The chairman and CEO of logistics warehouse titan Prologis Inc., Hamid R. Moghadam, said the unprecedented tightening of logistics warehousing space that has severely disrupted U.S. supply chains in the wake of the COVID-19 pandemic is likely a “temporary event” that lasts two to three years. However, the growth of e-commerce and increases in inventory levels could become permanent parts of the warehousing and supply chain landscape, Moghadam said.
Speaking to analysts Friday following Prologis’ (NYSE:PLD) third-quarter results, Moghadam said most people are too busy struggling with the current environment to focus on long-term issues.

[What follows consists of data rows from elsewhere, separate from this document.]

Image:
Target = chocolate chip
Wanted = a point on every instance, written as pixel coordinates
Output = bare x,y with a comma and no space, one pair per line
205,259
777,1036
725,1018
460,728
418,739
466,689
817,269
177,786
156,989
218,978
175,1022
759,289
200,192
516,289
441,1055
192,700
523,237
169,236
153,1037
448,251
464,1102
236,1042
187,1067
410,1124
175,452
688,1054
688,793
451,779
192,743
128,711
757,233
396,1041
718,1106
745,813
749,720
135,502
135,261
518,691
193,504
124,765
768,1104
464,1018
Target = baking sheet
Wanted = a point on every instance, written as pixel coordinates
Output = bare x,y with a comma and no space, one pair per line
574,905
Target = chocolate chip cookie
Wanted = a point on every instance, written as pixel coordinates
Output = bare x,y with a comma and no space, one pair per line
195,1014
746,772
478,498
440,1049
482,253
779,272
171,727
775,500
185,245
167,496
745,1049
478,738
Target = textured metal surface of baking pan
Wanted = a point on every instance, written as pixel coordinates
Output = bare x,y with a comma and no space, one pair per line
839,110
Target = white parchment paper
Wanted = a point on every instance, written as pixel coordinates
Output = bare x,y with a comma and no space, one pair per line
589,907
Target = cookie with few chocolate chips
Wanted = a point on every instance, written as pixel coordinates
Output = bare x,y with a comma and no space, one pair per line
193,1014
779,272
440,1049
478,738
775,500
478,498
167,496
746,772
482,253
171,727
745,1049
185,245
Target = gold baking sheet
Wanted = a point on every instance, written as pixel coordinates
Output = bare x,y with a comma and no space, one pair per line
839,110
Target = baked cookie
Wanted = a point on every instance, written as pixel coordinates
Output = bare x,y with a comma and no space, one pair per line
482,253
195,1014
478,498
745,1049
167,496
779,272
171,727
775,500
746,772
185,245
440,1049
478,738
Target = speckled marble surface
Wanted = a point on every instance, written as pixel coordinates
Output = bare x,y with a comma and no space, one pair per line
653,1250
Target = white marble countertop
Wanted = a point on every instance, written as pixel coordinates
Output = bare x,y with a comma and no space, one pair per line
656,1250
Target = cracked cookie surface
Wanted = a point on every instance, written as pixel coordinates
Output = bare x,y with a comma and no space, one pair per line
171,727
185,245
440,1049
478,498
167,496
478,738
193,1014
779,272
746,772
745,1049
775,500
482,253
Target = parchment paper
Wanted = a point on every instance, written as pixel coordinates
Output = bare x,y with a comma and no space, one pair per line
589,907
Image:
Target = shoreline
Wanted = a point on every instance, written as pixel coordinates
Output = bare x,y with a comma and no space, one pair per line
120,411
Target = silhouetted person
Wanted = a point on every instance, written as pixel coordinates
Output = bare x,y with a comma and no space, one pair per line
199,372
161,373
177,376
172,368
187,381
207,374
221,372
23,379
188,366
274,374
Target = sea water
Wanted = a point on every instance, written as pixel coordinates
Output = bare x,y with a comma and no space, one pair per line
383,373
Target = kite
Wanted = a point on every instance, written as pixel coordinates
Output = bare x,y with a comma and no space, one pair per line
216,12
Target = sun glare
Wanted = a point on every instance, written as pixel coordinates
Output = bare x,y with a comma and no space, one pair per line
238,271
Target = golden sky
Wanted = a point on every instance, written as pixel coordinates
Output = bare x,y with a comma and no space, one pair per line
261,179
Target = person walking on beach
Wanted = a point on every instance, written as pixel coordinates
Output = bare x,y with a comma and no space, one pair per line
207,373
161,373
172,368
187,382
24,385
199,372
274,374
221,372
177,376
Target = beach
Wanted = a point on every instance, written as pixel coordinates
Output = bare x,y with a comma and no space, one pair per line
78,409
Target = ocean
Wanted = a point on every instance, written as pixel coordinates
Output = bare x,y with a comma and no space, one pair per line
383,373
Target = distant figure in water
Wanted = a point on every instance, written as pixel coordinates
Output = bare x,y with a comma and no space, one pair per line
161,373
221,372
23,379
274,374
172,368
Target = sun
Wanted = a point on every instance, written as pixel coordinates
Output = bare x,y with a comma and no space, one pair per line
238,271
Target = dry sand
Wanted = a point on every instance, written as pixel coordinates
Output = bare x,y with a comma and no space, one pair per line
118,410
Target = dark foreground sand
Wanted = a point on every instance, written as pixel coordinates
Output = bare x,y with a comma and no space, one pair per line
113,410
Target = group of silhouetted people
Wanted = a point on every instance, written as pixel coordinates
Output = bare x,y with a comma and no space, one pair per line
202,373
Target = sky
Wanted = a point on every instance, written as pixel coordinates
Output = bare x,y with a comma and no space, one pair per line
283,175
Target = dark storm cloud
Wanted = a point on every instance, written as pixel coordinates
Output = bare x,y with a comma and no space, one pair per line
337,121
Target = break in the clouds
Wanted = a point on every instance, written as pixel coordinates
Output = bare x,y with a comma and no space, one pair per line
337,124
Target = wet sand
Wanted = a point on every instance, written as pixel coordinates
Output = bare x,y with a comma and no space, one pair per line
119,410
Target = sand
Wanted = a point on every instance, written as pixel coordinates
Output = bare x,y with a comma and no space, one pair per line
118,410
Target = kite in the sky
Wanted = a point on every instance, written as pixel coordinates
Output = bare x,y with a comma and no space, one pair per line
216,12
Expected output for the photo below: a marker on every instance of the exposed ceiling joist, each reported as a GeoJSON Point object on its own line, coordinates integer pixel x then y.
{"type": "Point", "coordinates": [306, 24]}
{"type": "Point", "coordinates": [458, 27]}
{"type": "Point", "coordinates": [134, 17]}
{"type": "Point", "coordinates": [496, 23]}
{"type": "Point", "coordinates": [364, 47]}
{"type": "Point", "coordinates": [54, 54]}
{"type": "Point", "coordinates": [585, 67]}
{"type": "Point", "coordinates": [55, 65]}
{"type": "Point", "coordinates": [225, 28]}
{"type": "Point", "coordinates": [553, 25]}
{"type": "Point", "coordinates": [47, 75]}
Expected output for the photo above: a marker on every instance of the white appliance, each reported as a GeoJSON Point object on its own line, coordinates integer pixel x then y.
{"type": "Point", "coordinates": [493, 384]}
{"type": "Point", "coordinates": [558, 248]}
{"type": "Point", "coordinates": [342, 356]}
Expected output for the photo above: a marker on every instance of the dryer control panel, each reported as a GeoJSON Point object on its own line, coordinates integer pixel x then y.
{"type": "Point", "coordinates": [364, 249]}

However, the twin secular phenomena of elevated e-commerce levels and permanently higher inventories are ever-present and not going away, he said.
The San Francisco-based company, the world’s largest operator of logistics warehouses, on Friday reported better-than-expected results, with core funds from operations (FFO), the benchmark of its financial performance, coming in at $1.04 per diluted share, a penny above Wall Street consensus.
Occupancy rates in Prologis’ markets — it operates 995 million square feet in 19 countries — averaged more than 96% during the quarter. It ended the quarter at 98% occupancy. Space in its markets is “effectively sold out,” Moghadam said in a statement that accompanied the results.
Prologis posted an extraordinary 27.9% increase in third-quarter “net effective” rental prices on new and renewed leases over the 2020 period. Company executives kept returning to that number during the analyst call. Moghadam said the spike in rental prices has overwhelmed any negative impact from higher interest rates that could otherwise affect Prologis’ results.
In a sign businesses continue to fight each other tooth-and-nail over available space, Prologis said its U.S. pre-leasing activity in the quarter hit an all-time record. That lessees are willing to lease quickly and pay dearly for space reflects a “panic mode” mindset in the market, Moghadam said.
The company raised its full-year estimates for domestic net absorption–the amount of square footage occupied in a specific period minus the square footage left vacant–to a record 375 million square feet. Prologis expects vacancy rates in its U.S. markets to hit 4% by year-end, another company record.
Moghadam said that in West Coast port markets and big industrial distribution nodes in Victorville, California, home of the gargantuan Inland Empire complex, and in New Jersey and central Pennsylvania, there is no available land to build on. A market like Dallas, which the company never considered to be space-constrained, has tightened up meaningfully in the more desirable pockets of the area, he said.
Supply increases are inevitable, but Moghadam said they are unlikely to cool down the market,
“Demand would be higher if supply was higher,” he said.